Le nouveau T-Roc doit assumer une mission périlleuse; pérenniser le succès du précédent, devenu au fil des ans un véritable best-seller et une machine à cash pour sa marque tout en adoptant un langage visuel et des technologies plus actuelles. Cela alors que les «méchants d’en face» ne sont pas restés inactifs. Alors, mission impossible? Texte : Xavier Daffe | Photos : Jonathan Godin

  • Avis Rédaction 15.03 /20

Précisons d’emblée que notre monture d’essai bénéficiait de l’amortissement piloté DCC (Dynamic Chassis Control, une option à 800 € même sur cette exécution haut de gamme R-Line). Ce système permet de jongler entre les modes de conduite Eco, Normal, Sport et Individual. Adjoignez-y des jantes de 20’’ (une première sur le T-Roc, facturées 615 €) chaussées de pneus Brigestone Turanza à profil bas. Contre toute attente, la capacité de filtrage en mode Normal demeure acceptable malgré cette monte généreuse, preuve de la compétence de la gestion électronique. Nous ne saurions toutefois nous prononcer sur le confort de suspension en l’absence de cette option, que nous recommandons vivement. Car en l’état, l’ensemble convainc: le confort de marche est réel, sans toutefois s’ériger en référence. Quant au mode Sport, il n’apporte... qu’une certaine sécheresse artificielle, peu en phase avec la vocation familiale de ce SUV placide, par essence dénué de prétention dynamique. Qu’importe. Appréhendé pour ce qu’il est, le T-Roc remplit sa mission: s’il ne prodiguera aucun frisson au conducteur enthousiaste, il ravira les adeptes d’un habitacle serein et d’un comportement sans surprise. Une «Golf» haute sur pattes, en somme, dont le caractère consensuel forge le succès depuis ses débuts. Gageons cependant que le bilan du confort gagnerait en onctuosité sans ces jantes démesurées, dont le coût paraît superflu, sauf pour les esthètes du look à tout prix. Il n’en demeure pas moins qu’à l’usage, ce T-Roc fait preuve d’une réelle homogénéité. S’il n’est guère enthousiasmant à conduire, son caractère rassurant et son allant certain, bien aidés par la réactivité d’une boîte robotisée à 7 rapports toujours pertinente, séduisent. Le centrage de la direction offre une stabilité impériale sur autoroute, tandis que la direction, sans être très communicative, se montre précise et linéaire, autorisant un placement rigoureux du train avant en courbe, sans nervosité excessive. Chaque commande s’accorde ainsi parfaitement pour former un ensemble cohérent.. Bien sous tous rapports en matière de comportement routier, le T-Roc ne brille en revanche d’aucun éclat particulier dans un domaine précis. Une vraie Golf, on vous dit!
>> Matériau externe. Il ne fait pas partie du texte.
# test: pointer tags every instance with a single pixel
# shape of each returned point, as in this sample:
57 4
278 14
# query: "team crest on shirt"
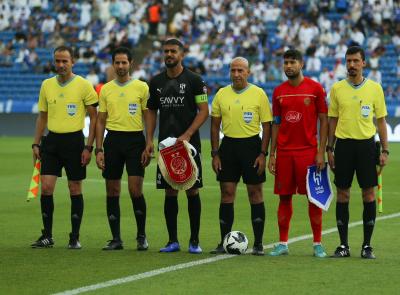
182 87
71 109
247 117
365 110
132 108
293 116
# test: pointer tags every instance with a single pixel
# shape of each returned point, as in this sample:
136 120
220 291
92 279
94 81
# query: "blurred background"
213 33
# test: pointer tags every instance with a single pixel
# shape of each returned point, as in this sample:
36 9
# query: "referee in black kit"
122 108
181 98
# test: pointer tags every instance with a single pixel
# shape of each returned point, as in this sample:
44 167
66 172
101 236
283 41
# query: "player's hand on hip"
149 148
260 164
100 160
331 161
216 164
320 161
272 165
185 136
145 158
85 157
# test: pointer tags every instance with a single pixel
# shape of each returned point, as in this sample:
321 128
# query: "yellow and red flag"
35 181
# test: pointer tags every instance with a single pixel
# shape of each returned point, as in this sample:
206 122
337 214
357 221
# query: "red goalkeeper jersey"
297 109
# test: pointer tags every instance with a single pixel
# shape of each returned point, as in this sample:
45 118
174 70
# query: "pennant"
319 189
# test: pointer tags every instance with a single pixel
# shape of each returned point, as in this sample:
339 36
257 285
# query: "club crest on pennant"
132 108
247 117
71 109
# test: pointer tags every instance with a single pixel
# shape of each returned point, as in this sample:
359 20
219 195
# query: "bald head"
240 61
239 71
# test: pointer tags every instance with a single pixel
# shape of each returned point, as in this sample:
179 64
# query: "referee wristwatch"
329 149
89 148
98 150
385 152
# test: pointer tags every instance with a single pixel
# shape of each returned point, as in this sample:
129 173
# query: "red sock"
285 211
315 214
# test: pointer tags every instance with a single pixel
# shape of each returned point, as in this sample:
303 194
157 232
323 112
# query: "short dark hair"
293 54
123 50
65 48
174 41
354 50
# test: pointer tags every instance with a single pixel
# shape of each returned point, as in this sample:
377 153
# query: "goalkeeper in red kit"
297 105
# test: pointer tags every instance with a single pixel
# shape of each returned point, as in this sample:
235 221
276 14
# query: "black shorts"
359 156
162 184
60 150
122 148
237 159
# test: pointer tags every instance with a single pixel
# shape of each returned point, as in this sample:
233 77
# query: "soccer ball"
235 242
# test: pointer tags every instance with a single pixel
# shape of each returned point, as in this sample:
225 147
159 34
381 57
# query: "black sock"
139 209
113 215
342 221
369 215
76 213
194 209
171 215
47 208
226 215
258 220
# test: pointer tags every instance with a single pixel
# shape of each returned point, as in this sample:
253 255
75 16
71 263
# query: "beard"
351 72
292 75
171 64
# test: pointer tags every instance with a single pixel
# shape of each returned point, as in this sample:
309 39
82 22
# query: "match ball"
235 242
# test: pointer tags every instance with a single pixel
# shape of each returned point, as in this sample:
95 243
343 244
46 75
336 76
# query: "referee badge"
71 109
247 117
365 110
132 108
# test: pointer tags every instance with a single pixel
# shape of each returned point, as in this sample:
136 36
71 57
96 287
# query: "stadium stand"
214 31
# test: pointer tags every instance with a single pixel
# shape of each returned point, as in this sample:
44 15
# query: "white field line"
172 268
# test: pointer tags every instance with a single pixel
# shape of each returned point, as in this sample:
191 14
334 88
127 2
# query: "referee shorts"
120 148
162 184
60 150
237 160
291 171
359 156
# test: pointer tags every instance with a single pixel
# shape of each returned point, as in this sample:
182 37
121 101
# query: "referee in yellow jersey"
354 102
63 103
241 107
122 108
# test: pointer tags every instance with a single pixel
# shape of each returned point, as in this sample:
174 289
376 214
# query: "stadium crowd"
214 31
Cette plateforme MQB Evo, plus moderne, autorise par ailleurs l’intégration des dernières technologies d’aides à la conduite, à l’instar du Travel Assist, capable d’opérer des changements de voie semi-autonomes, ou de l’Emergency Assist qui guidera le véhicule vers le bas-côté jusqu’à l’arrêt complet en cas de défaillance du conducteur. Citons également l’avertisseur d’ouverture de porte en cas de détection d’un tiers en approche. Las, ces fonctionnalités sont liées au pack Technology (incluant l’affichage tête haute et la vue périmétrique Area View), facturé plus de 1.000 €, un supplément amer sur cette finition R-Line déjà onéreuse. Enfin, pour occire l’agaçante alerte de survitesse, nul bouton dédié: il faut s’enfoncer dans les méandres des menus de l’écran central... une manipulation aussi fastidieuse qu’agaçante.